Before telling you about this issue’s contents, I want to discuss a few upcoming changes to the site. As most of you know, I moved to the East Coast to be closer to the major music scenes. Now that concerts are starting again, I plan to cover several concerts in every issue of JHO. I’m starting a concert journal, which will include concise reviews of each show I attend, with the most recent entries at the top of the page. This means that concert reviews will still use a single spot on The Front Page, rather than a separate listing for each concert. That being said, I have booked a week-long trip to Chicago over the Labor Day weekend. The Chicago Jazz Festival has been reduced to a single night (apparently, the city wants to use the time to highlight all of the music genres whose festivals were canceled due to COVID). I hope to use the extra time to focus on local artists and their bands. The omnibus review will appear as a separate article. By the way, I am happy to report that I am fully vaccinated and ready to travel! If you haven’t gotten the shot, DO IT!
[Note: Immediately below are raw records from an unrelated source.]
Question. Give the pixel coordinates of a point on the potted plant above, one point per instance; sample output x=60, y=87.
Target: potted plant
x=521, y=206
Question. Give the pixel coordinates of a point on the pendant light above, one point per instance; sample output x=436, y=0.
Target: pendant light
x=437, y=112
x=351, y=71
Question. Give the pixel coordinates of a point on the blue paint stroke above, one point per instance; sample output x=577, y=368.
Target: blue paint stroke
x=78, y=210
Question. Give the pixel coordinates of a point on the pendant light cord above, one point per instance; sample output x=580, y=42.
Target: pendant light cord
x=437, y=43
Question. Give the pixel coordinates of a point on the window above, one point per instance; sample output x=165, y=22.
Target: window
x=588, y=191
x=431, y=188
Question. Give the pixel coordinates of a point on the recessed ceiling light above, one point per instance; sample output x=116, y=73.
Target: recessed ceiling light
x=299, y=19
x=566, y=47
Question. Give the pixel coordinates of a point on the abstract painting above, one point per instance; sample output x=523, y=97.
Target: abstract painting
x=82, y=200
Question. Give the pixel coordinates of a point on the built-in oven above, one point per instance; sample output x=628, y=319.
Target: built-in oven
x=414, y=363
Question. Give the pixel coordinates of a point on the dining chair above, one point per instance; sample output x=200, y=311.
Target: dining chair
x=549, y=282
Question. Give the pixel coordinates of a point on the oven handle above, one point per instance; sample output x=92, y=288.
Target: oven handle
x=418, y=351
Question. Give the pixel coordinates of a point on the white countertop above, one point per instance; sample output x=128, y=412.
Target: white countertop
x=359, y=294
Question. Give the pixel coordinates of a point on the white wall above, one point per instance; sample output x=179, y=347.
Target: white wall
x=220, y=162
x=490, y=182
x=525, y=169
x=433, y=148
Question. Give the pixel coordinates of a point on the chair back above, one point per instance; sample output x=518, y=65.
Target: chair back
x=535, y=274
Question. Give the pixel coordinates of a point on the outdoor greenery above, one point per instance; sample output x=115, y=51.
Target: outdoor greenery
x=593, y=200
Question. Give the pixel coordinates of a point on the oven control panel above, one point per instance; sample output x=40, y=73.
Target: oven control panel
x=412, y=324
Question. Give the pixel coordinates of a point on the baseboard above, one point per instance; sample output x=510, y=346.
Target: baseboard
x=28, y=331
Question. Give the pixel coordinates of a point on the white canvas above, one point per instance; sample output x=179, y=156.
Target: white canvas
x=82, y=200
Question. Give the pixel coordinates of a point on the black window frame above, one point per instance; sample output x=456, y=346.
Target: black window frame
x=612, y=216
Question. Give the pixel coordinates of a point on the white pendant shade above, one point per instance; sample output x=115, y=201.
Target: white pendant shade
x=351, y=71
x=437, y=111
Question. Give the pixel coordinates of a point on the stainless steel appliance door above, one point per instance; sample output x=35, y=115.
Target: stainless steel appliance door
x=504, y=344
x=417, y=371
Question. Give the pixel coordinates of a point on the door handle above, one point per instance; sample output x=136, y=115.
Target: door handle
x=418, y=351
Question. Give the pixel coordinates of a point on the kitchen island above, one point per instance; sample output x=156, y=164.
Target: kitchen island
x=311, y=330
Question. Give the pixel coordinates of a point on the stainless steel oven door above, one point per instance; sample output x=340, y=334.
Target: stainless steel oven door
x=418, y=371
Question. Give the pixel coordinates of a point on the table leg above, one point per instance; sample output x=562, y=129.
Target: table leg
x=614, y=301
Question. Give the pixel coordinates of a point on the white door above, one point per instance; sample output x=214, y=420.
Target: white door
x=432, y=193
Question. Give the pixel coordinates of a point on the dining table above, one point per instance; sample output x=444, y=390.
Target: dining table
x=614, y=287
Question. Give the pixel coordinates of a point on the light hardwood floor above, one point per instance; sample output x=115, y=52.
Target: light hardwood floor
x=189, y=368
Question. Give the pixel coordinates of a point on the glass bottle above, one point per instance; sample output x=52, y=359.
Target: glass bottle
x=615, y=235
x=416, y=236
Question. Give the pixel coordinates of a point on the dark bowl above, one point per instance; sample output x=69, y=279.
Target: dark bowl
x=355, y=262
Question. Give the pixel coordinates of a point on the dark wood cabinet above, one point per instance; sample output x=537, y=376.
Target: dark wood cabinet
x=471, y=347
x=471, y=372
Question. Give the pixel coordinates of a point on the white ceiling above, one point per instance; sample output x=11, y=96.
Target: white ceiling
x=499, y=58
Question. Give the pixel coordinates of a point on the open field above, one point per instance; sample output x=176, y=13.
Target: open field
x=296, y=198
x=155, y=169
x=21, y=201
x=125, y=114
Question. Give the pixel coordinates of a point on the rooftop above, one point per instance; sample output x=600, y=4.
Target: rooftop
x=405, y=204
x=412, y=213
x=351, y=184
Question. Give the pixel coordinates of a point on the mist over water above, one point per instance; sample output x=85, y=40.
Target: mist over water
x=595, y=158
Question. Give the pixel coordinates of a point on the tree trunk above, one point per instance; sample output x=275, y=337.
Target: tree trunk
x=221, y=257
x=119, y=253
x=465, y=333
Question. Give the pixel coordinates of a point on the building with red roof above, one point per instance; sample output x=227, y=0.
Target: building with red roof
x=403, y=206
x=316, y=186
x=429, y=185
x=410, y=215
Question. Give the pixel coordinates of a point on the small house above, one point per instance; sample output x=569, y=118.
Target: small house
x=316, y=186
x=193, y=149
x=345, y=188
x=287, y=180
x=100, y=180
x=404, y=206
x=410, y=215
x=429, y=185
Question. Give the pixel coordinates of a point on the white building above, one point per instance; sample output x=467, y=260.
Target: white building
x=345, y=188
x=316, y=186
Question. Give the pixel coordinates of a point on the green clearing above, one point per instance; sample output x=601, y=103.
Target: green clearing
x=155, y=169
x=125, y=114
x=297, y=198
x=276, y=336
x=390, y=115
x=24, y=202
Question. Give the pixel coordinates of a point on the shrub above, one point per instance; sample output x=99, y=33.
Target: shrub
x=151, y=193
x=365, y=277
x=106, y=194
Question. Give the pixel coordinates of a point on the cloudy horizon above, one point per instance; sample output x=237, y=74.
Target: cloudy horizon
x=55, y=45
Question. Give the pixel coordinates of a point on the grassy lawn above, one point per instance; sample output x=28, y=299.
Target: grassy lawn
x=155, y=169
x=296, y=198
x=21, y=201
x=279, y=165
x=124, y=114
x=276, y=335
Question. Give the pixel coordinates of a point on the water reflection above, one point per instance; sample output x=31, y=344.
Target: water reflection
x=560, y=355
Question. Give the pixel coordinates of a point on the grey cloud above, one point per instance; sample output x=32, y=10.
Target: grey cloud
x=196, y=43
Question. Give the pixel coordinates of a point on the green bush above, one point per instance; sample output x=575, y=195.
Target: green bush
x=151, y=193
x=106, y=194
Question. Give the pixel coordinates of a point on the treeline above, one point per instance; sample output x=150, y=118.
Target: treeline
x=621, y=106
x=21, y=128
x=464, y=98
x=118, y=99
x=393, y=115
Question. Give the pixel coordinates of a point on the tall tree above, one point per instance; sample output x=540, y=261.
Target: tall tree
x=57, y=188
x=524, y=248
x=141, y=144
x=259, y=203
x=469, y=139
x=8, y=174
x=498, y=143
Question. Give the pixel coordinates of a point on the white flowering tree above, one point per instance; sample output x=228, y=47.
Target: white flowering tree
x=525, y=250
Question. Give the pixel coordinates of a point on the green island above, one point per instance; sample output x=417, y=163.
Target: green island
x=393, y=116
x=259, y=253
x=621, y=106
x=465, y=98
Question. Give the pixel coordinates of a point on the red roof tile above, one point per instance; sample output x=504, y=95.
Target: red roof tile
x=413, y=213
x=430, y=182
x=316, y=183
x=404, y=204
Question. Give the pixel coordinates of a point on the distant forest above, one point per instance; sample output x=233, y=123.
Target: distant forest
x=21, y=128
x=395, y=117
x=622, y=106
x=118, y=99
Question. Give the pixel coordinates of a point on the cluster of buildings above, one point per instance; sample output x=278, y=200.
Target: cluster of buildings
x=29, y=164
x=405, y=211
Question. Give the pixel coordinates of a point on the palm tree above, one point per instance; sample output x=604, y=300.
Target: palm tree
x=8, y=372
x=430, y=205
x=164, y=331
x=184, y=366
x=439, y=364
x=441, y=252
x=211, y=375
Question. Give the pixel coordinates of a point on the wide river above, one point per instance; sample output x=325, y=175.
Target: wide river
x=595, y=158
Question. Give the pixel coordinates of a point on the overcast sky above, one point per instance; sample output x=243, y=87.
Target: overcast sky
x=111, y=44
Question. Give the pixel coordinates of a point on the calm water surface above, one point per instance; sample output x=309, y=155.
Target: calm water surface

On July 19, 2021, Jazz History Online will celebrate its 10th anniversary. The issue that will publish around that date will look a little different than usual. I plan to feature many of our best-loved articles on The Front Page, including the extended articles on Frankie Newton and the Swingle Singers, along with notable reviews from the past decade. That won’t leave much room for our regular features, but I hope to include a few articles that will be new to you. We’ll have an interview with vocalist Lara Solnicki about her intriguing new CD, “The One and the Other”. I plan to rework a recently rescued historical essay on Django Reinhardt. I should have a few new CD Reviews up by then as well as a few reviews in the concert journal. All of this is subject to change, but I will do my best to get these articles up…and on time (uh, oh; I hope I’m not promising too much again…)
The present issue of JHO features my review of the long-awaited set, “The Complete Louis Armstrong Columbia and RCA Victor Live Sessions, 1946-1966“. Mosaic (with a production team including Armstrong expert Ricky Riccardi) has produced another magnificent collection, and my 4000-word review discusses each session in depth. Put this set on your must-have list! Other new reviews include a new book by Jeff Gold, “Sittin’ In” which shows classic nightclubs through handbills, menus, and souvenir photos of the audience members rather than the musicians. The CD reviews are once again split into two sections: the
instrumental albums appear in what may be the final edition of “Jazz in the Time of COVID-19“, while the vocal albums are evaluated in an essay titled “Just Sing…” As a bonus feature, I am reposting my article on George Gershwin’s “Summertime“, which continues to be one of the site’s most requested articles. The Charlie Parker track, which was unexpectedly dropped from YouTube, has been replaced with a duplicate version of the same track.